Нет, его душит именно знакомость всего, что он видит.
Он произносит эти слова по-английски.
Его могучий мозг адаптируется к воспоминаниям Ламорака – Карла, обрабатывает их и понимает, что мир, откуда он пришел, – Надземный мир – жестокий, непредсказуемый, полный опасностей и боли, есть не что иное, как рай, долгожданная мечта вот этого мира, в котором он отныне обречен прозябать.
Я притащил его следом за собой в ад.
Мне трудно даже представить весь ужас, который он сейчас испытывает, да мне, впрочем, все равно.
Косаль, который стих, видимо, навсегда, все еще торчит у меня из живота. Труп Берна лежит на платформе, под моими ногами.
Я победил.
Он опускает могучую голову и смотрит на меня, на нас:
– Ты уничтожил меня. Почему, Кейн? – Его голос дрожит от горя. – Почему ты сделал это со мной?
Я пожимаю плечами. Больно.
– Просто тебе не повезло – ты оказался врагом Паллас Рил.
Вдруг наверху, в дальнем конце зала, хлопает дверь. Через всю Кавею ко мне мчится аварийная бригада, значит кому-то из технарей там, наверху, хватило ума вызвать медиков.
Теплый соленый дождь капает мне на лицо: это слезы Шанны.
– Держись, – просит она. – Не умирай. Пожалуйста.

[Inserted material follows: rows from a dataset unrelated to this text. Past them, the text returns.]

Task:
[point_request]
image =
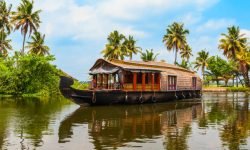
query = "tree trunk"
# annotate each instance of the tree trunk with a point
(226, 82)
(175, 60)
(233, 80)
(217, 82)
(247, 76)
(24, 38)
(237, 83)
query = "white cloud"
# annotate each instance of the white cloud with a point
(66, 18)
(245, 32)
(213, 25)
(191, 18)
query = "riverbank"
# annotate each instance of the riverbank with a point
(225, 89)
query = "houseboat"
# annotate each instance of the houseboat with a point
(134, 82)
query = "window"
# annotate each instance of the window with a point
(194, 82)
(172, 82)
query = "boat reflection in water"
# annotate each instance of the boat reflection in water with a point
(117, 126)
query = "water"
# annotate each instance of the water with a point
(217, 121)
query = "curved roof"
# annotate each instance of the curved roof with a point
(141, 65)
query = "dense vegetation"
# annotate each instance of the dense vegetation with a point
(28, 71)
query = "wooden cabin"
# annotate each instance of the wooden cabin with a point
(142, 76)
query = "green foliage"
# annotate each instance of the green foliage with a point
(36, 45)
(184, 64)
(238, 89)
(4, 44)
(5, 13)
(119, 47)
(28, 74)
(175, 38)
(220, 68)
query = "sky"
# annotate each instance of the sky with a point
(76, 30)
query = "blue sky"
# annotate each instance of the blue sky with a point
(76, 30)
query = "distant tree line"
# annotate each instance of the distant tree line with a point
(233, 44)
(29, 70)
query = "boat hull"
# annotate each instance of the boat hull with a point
(109, 97)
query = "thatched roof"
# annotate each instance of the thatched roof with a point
(141, 65)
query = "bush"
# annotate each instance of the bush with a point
(28, 74)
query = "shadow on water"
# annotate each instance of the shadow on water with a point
(115, 126)
(28, 118)
(222, 118)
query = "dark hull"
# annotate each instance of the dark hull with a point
(107, 97)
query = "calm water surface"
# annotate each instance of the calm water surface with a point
(217, 121)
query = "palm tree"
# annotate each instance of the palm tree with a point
(232, 42)
(36, 46)
(26, 18)
(5, 45)
(148, 55)
(115, 49)
(5, 12)
(130, 45)
(202, 61)
(186, 53)
(243, 58)
(184, 64)
(175, 38)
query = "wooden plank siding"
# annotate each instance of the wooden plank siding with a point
(129, 87)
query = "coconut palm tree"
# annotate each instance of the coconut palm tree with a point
(149, 55)
(115, 49)
(202, 61)
(37, 46)
(186, 52)
(184, 64)
(131, 48)
(243, 58)
(175, 38)
(5, 12)
(232, 42)
(26, 18)
(5, 45)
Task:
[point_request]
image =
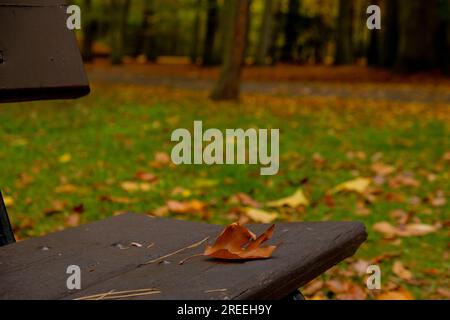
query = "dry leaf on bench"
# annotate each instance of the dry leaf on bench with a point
(236, 242)
(297, 199)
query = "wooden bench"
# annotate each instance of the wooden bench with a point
(133, 251)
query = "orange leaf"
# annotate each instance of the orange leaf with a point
(236, 242)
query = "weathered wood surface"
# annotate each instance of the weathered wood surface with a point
(39, 56)
(36, 268)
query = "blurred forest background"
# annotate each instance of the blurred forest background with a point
(364, 119)
(415, 35)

Я хочу стиснуть ее руку, но тьма снова обступает меня со всех сторон.
– Не уходи.
– Я буду с тобой. Клянусь.
Голос Ма’элКота звучит потерянно, беспомощно, и он вдруг кажется мне таким юным.
– А что дальше? Что теперь будет со мной?

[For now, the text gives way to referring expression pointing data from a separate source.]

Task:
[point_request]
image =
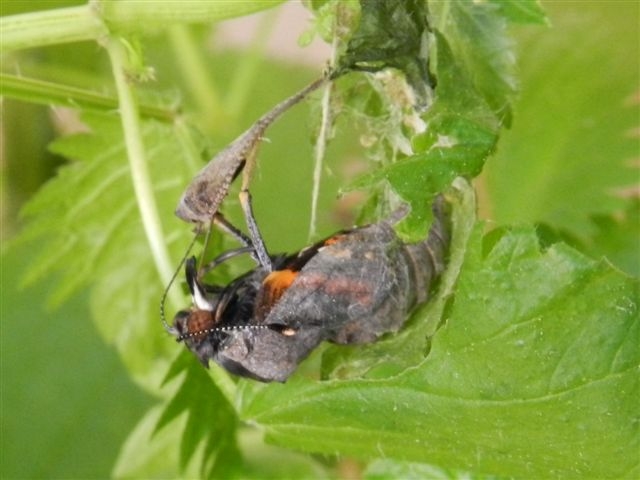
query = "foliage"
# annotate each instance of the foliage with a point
(527, 356)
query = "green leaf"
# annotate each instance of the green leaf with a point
(617, 237)
(522, 11)
(89, 227)
(392, 33)
(63, 389)
(461, 132)
(391, 470)
(211, 420)
(537, 363)
(476, 32)
(572, 147)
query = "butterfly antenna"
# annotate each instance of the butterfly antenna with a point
(163, 318)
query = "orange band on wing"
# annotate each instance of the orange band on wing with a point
(279, 281)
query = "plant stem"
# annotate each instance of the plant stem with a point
(138, 165)
(50, 27)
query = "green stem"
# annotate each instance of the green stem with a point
(47, 93)
(137, 162)
(50, 27)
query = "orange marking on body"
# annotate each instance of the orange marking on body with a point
(333, 240)
(276, 283)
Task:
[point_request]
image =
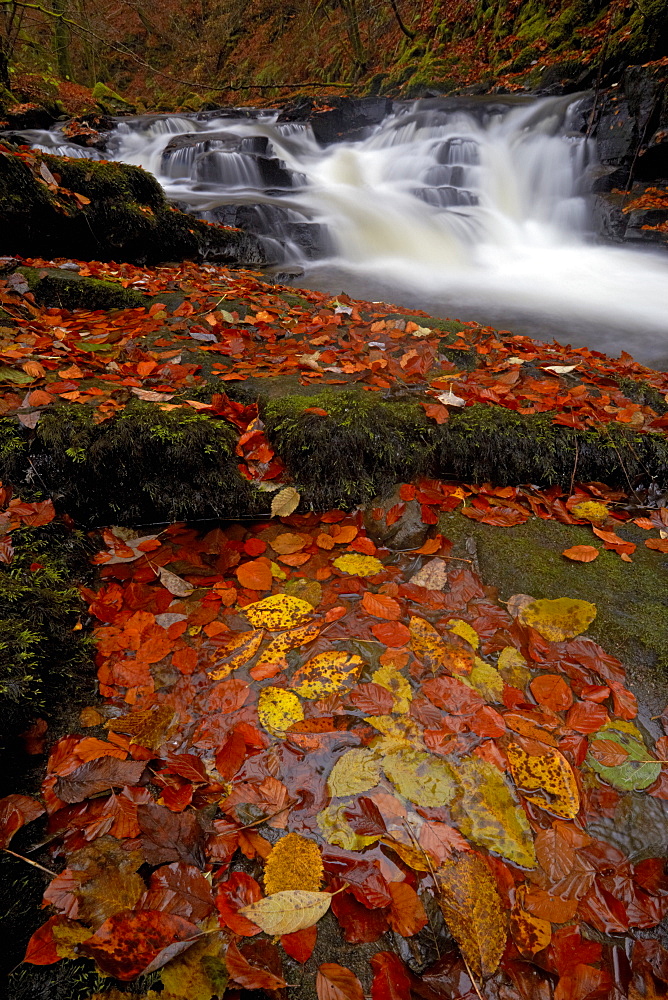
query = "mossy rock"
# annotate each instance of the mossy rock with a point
(53, 287)
(363, 445)
(143, 466)
(125, 216)
(41, 652)
(631, 598)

Я не отвечаю, пусть другие решают.
Наверное, я еще в Сети; никто не додумался прервать трансляцию. И вы все погружаетесь со мной в ночь.
Шанна склоняется ко мне, и ее теплая щека прижимается к моей, холодной. Она шепчет мне в ухо:
– Держись, Кейн.
– К черту Кейна, – говорю я, превозмогая боль, и разгоняю мглу, чтобы успеть сказать последнюю, финальную реплику. – Забудь этого засранца. Зови меня Хари.

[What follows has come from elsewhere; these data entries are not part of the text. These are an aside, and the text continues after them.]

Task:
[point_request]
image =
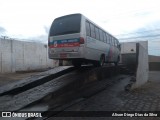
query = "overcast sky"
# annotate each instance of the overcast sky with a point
(31, 19)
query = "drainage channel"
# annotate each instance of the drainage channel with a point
(56, 86)
(33, 81)
(72, 85)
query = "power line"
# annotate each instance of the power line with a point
(138, 32)
(158, 35)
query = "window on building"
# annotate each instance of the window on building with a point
(88, 30)
(93, 35)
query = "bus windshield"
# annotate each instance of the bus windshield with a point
(66, 25)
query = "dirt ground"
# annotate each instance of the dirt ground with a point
(11, 77)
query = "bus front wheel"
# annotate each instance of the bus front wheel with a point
(76, 63)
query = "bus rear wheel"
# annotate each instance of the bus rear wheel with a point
(76, 63)
(101, 62)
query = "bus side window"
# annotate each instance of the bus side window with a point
(113, 41)
(116, 43)
(88, 30)
(97, 33)
(93, 35)
(110, 40)
(107, 38)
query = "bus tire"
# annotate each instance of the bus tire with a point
(102, 60)
(76, 63)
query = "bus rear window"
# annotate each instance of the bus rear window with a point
(66, 25)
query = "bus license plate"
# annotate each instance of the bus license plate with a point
(63, 55)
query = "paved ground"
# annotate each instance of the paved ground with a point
(11, 77)
(115, 98)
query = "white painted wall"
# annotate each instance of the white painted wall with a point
(126, 47)
(143, 67)
(21, 56)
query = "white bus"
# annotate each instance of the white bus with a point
(76, 38)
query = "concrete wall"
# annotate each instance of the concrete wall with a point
(22, 56)
(142, 68)
(154, 63)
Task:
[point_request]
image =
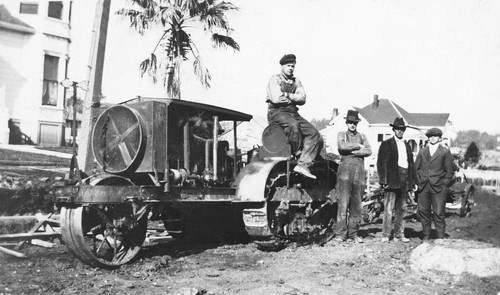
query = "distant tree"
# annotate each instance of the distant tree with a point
(178, 18)
(472, 155)
(320, 124)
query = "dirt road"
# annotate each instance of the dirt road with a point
(346, 268)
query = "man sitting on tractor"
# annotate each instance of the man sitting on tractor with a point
(284, 94)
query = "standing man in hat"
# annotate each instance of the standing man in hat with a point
(434, 166)
(284, 94)
(351, 178)
(396, 173)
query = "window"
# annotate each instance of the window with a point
(28, 8)
(50, 84)
(55, 9)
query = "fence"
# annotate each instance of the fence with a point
(483, 177)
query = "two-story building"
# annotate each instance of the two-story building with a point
(34, 57)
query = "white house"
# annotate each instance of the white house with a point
(34, 55)
(375, 120)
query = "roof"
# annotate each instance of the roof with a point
(10, 22)
(386, 110)
(430, 119)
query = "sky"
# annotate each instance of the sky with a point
(425, 55)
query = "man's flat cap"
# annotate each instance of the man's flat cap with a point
(434, 132)
(288, 58)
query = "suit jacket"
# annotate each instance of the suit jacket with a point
(387, 164)
(437, 171)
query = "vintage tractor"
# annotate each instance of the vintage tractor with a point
(162, 160)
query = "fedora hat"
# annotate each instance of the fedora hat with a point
(399, 123)
(352, 116)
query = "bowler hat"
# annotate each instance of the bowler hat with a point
(288, 58)
(398, 123)
(434, 132)
(352, 116)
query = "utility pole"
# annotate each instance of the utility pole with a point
(94, 95)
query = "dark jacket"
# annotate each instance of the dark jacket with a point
(387, 164)
(436, 170)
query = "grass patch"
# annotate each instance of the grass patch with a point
(17, 156)
(59, 149)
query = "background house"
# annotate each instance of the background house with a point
(376, 118)
(34, 55)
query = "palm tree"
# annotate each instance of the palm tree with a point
(178, 17)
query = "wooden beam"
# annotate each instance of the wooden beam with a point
(12, 252)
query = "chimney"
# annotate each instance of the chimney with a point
(335, 113)
(375, 101)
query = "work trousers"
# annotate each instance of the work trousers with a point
(299, 132)
(395, 201)
(431, 206)
(351, 182)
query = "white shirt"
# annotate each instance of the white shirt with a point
(433, 148)
(402, 157)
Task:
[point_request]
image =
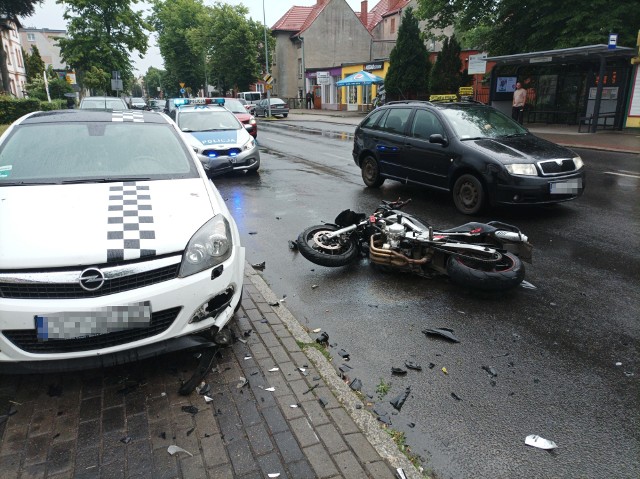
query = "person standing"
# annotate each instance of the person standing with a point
(519, 99)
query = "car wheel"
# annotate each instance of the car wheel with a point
(371, 172)
(468, 194)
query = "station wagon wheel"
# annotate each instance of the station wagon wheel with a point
(371, 172)
(468, 194)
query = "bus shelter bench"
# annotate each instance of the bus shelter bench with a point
(589, 119)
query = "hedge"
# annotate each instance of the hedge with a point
(13, 108)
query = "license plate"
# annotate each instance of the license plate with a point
(80, 324)
(568, 187)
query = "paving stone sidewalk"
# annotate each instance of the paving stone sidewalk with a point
(119, 422)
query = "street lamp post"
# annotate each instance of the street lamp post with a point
(266, 57)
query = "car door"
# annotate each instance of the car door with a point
(388, 141)
(425, 162)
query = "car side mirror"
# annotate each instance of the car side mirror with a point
(438, 138)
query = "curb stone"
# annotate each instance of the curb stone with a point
(368, 424)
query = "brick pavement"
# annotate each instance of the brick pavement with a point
(119, 422)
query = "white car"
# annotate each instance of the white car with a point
(114, 245)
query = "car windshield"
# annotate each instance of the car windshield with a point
(103, 104)
(207, 120)
(234, 105)
(481, 122)
(95, 151)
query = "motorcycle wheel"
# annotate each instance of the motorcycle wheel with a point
(506, 274)
(333, 253)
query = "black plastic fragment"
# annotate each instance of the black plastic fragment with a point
(412, 365)
(445, 333)
(399, 400)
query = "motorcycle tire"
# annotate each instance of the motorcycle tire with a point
(336, 253)
(506, 274)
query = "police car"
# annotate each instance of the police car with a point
(221, 142)
(114, 245)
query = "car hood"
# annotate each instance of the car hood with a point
(220, 138)
(47, 226)
(528, 148)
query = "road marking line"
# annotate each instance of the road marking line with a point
(621, 174)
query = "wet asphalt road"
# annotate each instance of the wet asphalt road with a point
(555, 348)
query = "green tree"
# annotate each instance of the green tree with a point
(33, 63)
(10, 11)
(515, 26)
(409, 66)
(445, 74)
(96, 80)
(103, 33)
(175, 21)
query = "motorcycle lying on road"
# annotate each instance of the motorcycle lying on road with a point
(481, 256)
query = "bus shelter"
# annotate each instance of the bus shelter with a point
(587, 86)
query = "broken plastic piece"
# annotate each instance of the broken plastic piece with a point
(412, 365)
(489, 369)
(399, 400)
(539, 442)
(243, 381)
(445, 333)
(175, 449)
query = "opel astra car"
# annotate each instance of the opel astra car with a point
(114, 245)
(221, 142)
(103, 103)
(471, 150)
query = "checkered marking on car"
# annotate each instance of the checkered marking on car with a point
(122, 116)
(130, 233)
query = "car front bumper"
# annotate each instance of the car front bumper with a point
(177, 307)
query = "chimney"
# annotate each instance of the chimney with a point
(364, 8)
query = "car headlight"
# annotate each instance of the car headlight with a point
(249, 145)
(210, 246)
(523, 169)
(578, 162)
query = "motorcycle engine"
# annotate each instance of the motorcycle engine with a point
(395, 234)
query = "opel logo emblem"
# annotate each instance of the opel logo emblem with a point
(91, 279)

Ночь, сомкнувшаяся вокруг меня, медленно поворачивает к утру, и я, шажок за шажком, начинаю новый путь к свету.
Эпилог
Настал день, когда Хари проснулся и обнаружил, что возле его кровати сидит Шанна.
Лежа на гелевой подушке, он долго любовался ею из-под полуопущенных век – привыкал.
Шанна смотрела в окно, на облака, на океан, от которого их отделял целый город медийных вагончиков – они буквально окружили госпиталь, словно осадные машины армии Надземного мира. Шанна похудела: щеки впали, под глазами залегли темные круги, левая рука по-прежнему висела вдоль бока, и Хари подумал, что никогда в жизни он не видел никого красивее.
Но он молчал, боясь разрушить очарование момента.
Вдруг она закашлялась – кашель был клокочущий, мокрый – и, видимо, почувствовала взгляд Хари. Улыбнулась, коснулась грудной клетки там, где ее пробила арбалетная стрела.
– Пневмония, – сказала она, словно извиняясь.
Он ответил несмелой улыбкой:
– Ага, у меня тоже – только я здесь ее подхватил, наверное.
– Я… э-э-э… Как… как ты себя чувствуешь? Я про…
И она кивнула на громоздкий стальной каркас аппарата MRNS, который скрывал его тело от нижнего края грудной клетки до бедер. Смотреть на него впрямую ей, видимо, не хотелось.
Хари пожал плечами и хлопнул по стальному боку рукой:
– Не знаю. Неплохо, наверное. Врачи говорят, что через пару недель я снова буду чувствовать ноги. Тогда они соорудят мне компьютерный обходной канал, и через год я начну ходить, просто шевеля пальцами ног или что-то вроде, даже если регенерации не случится…
Он сделал глубокий вдох, потом выдох – собирался с духом.